Quando Mahendra Pandey era un adolescente, ha viaggiato dal suo paese d’origine, il Nepal, all’Arabia Saudita per lavoro. Ha detto che il suo passaporto è stato confiscato all’arrivo ed è stato costretto a lavorare fino alla scadenza del suo contratto di tre anni. Oggi, più di 20 anni dopo, Pandey lavora come senior manager del lavoro forzato e della tratta di esseri umani presso Humanity United, un’organizzazione filantropica focalizzata sulla lotta al lavoro forzato, e sta cercando che le aziende facciano la loro parte.

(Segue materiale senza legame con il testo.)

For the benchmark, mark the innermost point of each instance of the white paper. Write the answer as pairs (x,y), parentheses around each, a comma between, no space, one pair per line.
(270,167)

“Quando parliamo di questo, parliamo con persone sostenibili che siedono a Londra o New York City e che hanno lauree a Princeton e Harvard, ma quelle persone non dicono ai supervisori e ai direttori di fabbrica in Malesia cosa deve cambiare”, ha disse. “C’è un enorme divario.”
Il lavoro forzato rientra nella questione più generale della schiavitù moderna. Secondo l’Organizzazione internazionale del lavoro, qualsiasi situazione in cui un individuo è costretto a svolgere un lavoro che non ha accettato, a causa della tratta di esseri umani o perché un individuo dipende dal proprio “datore di lavoro” per cibo e alloggio, conta come schiavitù moderna.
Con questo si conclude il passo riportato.